Aceh sedang tidak baik-baik saja.

Puisi: Sebuah Sajak untuk Tuhan (Karya Ayatrohaedi)

Puisi "Sebuah Sajak untuk Tuhan" karya Ayatrohaedi bercerita tentang pengakuan manusia terhadap Tuhan sebagai satu-satunya Mahapencipta, yang telah ..
Sebuah Sajak untuk Tuhan

Tuhan dengan segala hati yang tulus
Kunyatakan bahwa tiada Mahapencipta
Selain kau, dari segala tiada
Kau jadikan segala rupa: langit dan angkasa
Bumi dan Samudra.
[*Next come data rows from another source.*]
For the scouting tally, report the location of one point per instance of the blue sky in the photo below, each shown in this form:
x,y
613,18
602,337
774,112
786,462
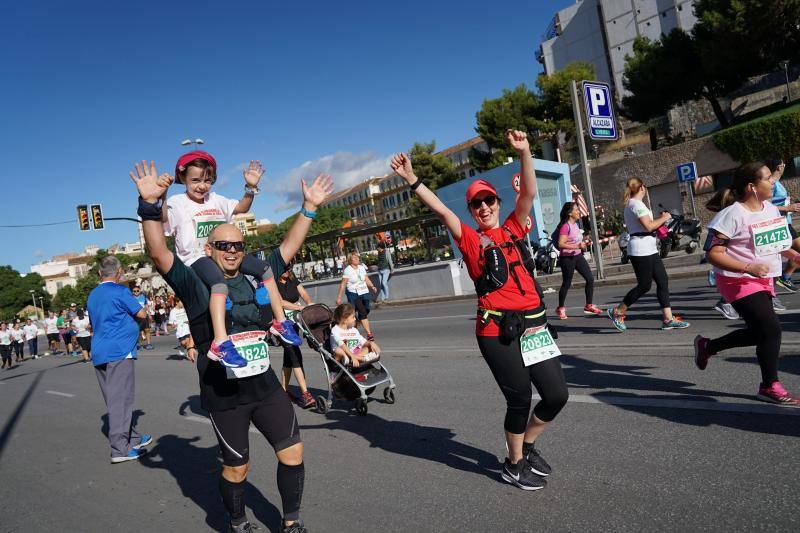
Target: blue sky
x,y
91,87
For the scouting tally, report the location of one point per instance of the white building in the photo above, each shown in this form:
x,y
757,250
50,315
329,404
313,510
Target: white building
x,y
602,32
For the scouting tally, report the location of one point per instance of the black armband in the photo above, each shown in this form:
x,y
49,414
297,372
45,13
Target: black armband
x,y
148,211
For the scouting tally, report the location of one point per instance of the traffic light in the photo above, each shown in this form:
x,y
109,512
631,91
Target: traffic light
x,y
97,216
83,218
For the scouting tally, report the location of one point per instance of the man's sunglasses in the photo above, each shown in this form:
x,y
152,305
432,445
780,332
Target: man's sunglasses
x,y
225,246
490,200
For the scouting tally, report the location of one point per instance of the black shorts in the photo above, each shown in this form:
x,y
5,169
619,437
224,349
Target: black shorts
x,y
85,343
273,416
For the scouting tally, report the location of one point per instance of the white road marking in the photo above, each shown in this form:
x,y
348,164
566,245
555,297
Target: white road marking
x,y
694,405
64,394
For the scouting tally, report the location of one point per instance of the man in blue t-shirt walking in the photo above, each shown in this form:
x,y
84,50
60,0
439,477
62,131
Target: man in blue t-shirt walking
x,y
113,312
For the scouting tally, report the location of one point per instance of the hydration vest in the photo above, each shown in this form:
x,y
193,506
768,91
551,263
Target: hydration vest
x,y
497,264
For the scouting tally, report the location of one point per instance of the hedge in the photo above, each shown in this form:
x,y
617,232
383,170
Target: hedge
x,y
778,133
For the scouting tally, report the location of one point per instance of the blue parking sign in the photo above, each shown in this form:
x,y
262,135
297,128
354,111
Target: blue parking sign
x,y
686,172
599,111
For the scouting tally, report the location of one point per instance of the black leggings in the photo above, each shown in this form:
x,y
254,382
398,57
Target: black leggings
x,y
763,331
514,380
648,268
569,264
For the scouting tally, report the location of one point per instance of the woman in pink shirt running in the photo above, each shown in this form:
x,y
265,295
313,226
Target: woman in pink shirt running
x,y
749,238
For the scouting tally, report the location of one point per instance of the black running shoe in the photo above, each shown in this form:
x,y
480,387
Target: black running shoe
x,y
520,475
537,463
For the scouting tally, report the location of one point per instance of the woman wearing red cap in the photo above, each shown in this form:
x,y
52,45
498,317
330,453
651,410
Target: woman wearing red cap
x,y
511,326
191,217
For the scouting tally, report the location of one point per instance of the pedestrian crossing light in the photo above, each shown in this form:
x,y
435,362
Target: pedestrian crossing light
x,y
83,218
97,216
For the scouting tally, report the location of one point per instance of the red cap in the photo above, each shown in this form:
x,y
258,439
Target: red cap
x,y
479,186
185,159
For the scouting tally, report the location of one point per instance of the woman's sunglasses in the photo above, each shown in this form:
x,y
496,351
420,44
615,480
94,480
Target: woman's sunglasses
x,y
225,246
490,200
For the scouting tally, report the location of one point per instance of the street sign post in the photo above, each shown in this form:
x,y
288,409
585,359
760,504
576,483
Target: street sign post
x,y
599,111
687,173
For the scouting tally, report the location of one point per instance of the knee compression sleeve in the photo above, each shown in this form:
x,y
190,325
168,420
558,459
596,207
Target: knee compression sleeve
x,y
290,485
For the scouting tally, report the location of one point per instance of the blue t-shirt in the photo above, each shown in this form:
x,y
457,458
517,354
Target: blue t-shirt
x,y
112,308
780,197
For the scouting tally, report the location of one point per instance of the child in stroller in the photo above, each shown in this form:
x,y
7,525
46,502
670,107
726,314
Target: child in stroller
x,y
347,344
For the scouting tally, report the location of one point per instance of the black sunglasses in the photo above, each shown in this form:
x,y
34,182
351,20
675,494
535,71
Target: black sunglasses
x,y
224,246
490,200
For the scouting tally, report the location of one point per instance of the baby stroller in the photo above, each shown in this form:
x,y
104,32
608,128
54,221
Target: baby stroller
x,y
344,382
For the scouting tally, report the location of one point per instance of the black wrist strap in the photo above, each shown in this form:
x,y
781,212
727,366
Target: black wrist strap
x,y
148,211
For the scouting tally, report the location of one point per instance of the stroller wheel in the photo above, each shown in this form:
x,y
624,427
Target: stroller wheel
x,y
388,395
361,406
322,404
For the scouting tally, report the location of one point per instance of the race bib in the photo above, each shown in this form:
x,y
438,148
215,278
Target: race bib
x,y
537,345
771,236
205,224
251,346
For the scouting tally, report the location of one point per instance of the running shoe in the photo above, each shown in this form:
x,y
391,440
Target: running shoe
x,y
701,352
786,284
132,456
675,323
143,441
297,527
617,319
535,461
775,393
727,310
591,309
520,475
227,354
285,330
307,401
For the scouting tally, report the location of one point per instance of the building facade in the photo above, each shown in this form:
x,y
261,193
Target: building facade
x,y
601,32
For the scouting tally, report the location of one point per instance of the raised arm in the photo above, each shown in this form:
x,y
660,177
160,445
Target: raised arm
x,y
314,195
151,188
401,165
527,182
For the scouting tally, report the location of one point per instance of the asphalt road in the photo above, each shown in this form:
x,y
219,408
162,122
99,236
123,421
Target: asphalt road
x,y
647,442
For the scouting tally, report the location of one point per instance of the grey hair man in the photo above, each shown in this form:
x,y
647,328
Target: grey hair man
x,y
112,312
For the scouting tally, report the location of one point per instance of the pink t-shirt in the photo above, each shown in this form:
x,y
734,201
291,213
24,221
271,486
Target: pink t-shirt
x,y
736,222
574,236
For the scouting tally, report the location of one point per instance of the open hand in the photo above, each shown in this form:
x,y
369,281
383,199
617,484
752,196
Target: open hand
x,y
252,174
401,164
518,141
150,185
316,193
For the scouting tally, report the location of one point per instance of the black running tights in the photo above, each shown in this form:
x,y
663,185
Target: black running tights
x,y
763,331
514,380
569,264
648,268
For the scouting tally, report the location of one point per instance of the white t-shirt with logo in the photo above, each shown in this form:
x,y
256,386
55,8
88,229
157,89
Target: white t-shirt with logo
x,y
644,245
51,325
178,317
81,326
191,223
349,336
31,331
356,279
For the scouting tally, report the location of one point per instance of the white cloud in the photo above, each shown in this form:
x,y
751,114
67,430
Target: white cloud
x,y
346,168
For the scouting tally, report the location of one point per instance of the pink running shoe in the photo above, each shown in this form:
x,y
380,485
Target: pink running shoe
x,y
775,393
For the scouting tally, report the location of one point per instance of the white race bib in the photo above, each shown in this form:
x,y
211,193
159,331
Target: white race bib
x,y
251,346
537,345
771,236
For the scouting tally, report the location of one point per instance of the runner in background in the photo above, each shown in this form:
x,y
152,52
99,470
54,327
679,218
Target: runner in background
x,y
571,246
750,235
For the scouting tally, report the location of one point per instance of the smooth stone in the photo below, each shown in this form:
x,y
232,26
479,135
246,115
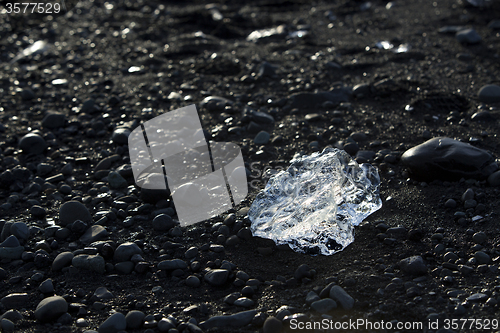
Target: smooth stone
x,y
170,265
115,180
239,319
163,222
6,325
11,252
14,300
102,293
324,306
305,100
32,143
62,260
94,263
489,93
93,234
20,230
338,294
53,120
413,265
468,36
134,319
217,277
494,179
272,325
262,138
244,302
125,251
10,241
51,308
262,117
46,287
71,211
120,135
113,324
447,159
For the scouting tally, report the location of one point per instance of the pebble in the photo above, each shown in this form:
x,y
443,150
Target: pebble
x,y
94,263
51,308
413,265
115,323
62,260
32,143
93,234
120,135
163,222
134,319
494,179
71,211
170,265
262,138
489,93
7,326
125,251
447,159
239,319
216,277
305,100
482,257
14,300
324,306
193,281
244,302
46,287
20,230
338,294
53,120
468,36
272,325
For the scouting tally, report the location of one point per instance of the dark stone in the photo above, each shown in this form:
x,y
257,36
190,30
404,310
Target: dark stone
x,y
447,159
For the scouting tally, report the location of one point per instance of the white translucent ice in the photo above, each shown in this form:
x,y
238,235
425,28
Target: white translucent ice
x,y
314,205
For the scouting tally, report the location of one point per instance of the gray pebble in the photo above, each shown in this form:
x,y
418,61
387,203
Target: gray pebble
x,y
413,265
324,306
482,258
192,281
46,287
14,300
125,251
53,120
73,210
113,324
92,234
468,36
120,135
115,180
338,294
262,138
62,260
94,263
173,264
7,326
51,308
134,319
217,277
163,222
489,93
32,143
239,319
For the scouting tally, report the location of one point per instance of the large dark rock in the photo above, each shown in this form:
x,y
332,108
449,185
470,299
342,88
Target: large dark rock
x,y
447,159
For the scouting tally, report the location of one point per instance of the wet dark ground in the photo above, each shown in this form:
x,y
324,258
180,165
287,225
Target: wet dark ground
x,y
130,56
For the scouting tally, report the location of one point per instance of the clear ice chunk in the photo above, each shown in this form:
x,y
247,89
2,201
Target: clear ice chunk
x,y
314,205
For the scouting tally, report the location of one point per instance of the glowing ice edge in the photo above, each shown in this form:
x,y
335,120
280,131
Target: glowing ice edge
x,y
314,205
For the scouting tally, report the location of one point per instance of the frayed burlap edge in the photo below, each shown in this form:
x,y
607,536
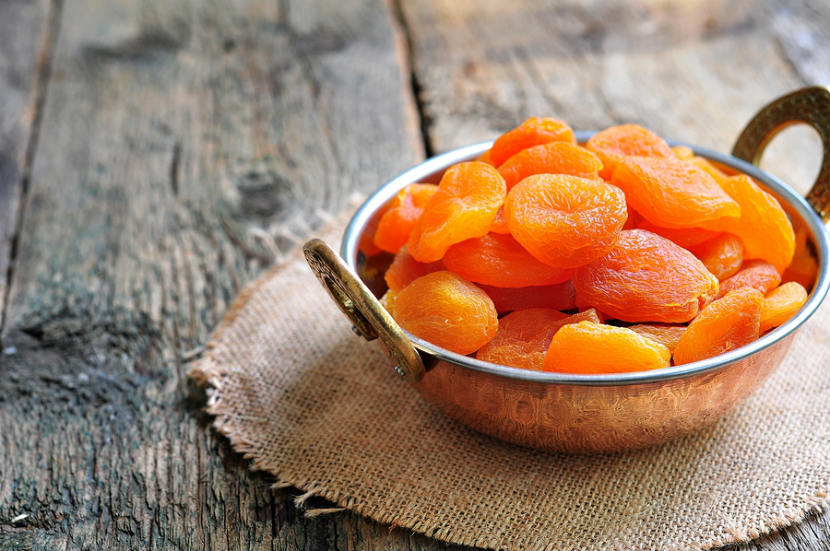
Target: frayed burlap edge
x,y
210,373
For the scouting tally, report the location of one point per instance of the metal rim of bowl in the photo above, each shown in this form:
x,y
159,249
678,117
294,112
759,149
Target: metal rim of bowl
x,y
351,236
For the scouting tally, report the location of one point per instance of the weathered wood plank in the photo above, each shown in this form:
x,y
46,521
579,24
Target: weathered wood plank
x,y
693,71
183,147
23,56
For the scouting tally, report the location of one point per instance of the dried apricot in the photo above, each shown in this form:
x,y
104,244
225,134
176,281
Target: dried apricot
x,y
499,224
388,301
717,174
722,255
646,277
447,310
396,223
685,237
550,158
565,221
763,226
533,131
465,205
667,335
633,219
803,267
524,336
614,144
498,260
683,152
485,158
757,274
558,297
588,347
781,304
726,324
405,269
672,193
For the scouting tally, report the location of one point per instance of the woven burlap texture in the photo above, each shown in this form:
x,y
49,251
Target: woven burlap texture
x,y
321,409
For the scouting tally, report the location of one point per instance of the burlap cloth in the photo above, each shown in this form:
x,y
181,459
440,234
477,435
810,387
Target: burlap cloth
x,y
322,410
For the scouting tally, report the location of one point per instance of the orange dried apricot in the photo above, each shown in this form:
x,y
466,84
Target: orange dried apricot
x,y
722,255
672,193
388,301
763,226
726,324
683,152
803,267
524,336
587,347
485,158
558,297
405,269
781,303
685,237
499,224
614,144
717,174
550,158
396,223
646,277
757,274
667,335
565,221
498,260
633,219
533,131
468,197
447,310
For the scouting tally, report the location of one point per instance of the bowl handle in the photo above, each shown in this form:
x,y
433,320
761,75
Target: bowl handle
x,y
370,320
809,105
Lengkap dengan segala isinya

Terlalu banyak nama, terlalu banyak warna
Yang semuanya adalah Kau.
Tak satu pun yang 'kan sama sekali serupa
Itu semua adalah lantaran Kau

Dan dengan segala hati yang tulus
Ku nyatakan bahwa Mahapencipta
Hanyalah Kau
Dari segala yang ada
Kau pulangkan kepada tiada: tubuh jadi tanah
Di nadi berhenti mengalir nada

Semua yang dari kau berasal
Pada-Mu pula 'kan kembali: pulang ke asal
Tak ada tawar menawar lagi, seperti
Yang terjadi di pasar setiap hari
Karena kamu berpangkal pada pasti.

Kembali pun tak mungkin ke tempat yang lain lagi.

Analisis Puisi:

Puisi "Sebuah Sajak untuk Tuhan" karya Ayatrohaedi merupakan bentuk perenungan spiritual yang dalam tentang hubungan manusia dengan Tuhannya. Disusun dalam diksi sederhana namun penuh makna, puisi ini menyiratkan sikap kepasrahan, pengakuan atas kebesaran Tuhan, dan kesadaran eksistensial manusia sebagai makhluk fana. Melalui larik-larik yang sarat imaji dan refleksi, Ayatrohaedi membawa pembaca pada pemahaman mendalam tentang keabadian Tuhan dan kefanaan ciptaan.

Tema

Tema utama puisi ini adalah ketuhanan dan kesadaran eksistensial manusia. Ayatrohaedi menegaskan keberadaan Tuhan sebagai Mahapencipta yang tunggal, yang menciptakan segala sesuatu dari ketiadaan dan akan mengembalikannya pula ke ketiadaan. Ia mengangkat relasi antara yang abadi (Tuhan) dan yang sementara (ciptaan) sebagai poros utama sajaknya.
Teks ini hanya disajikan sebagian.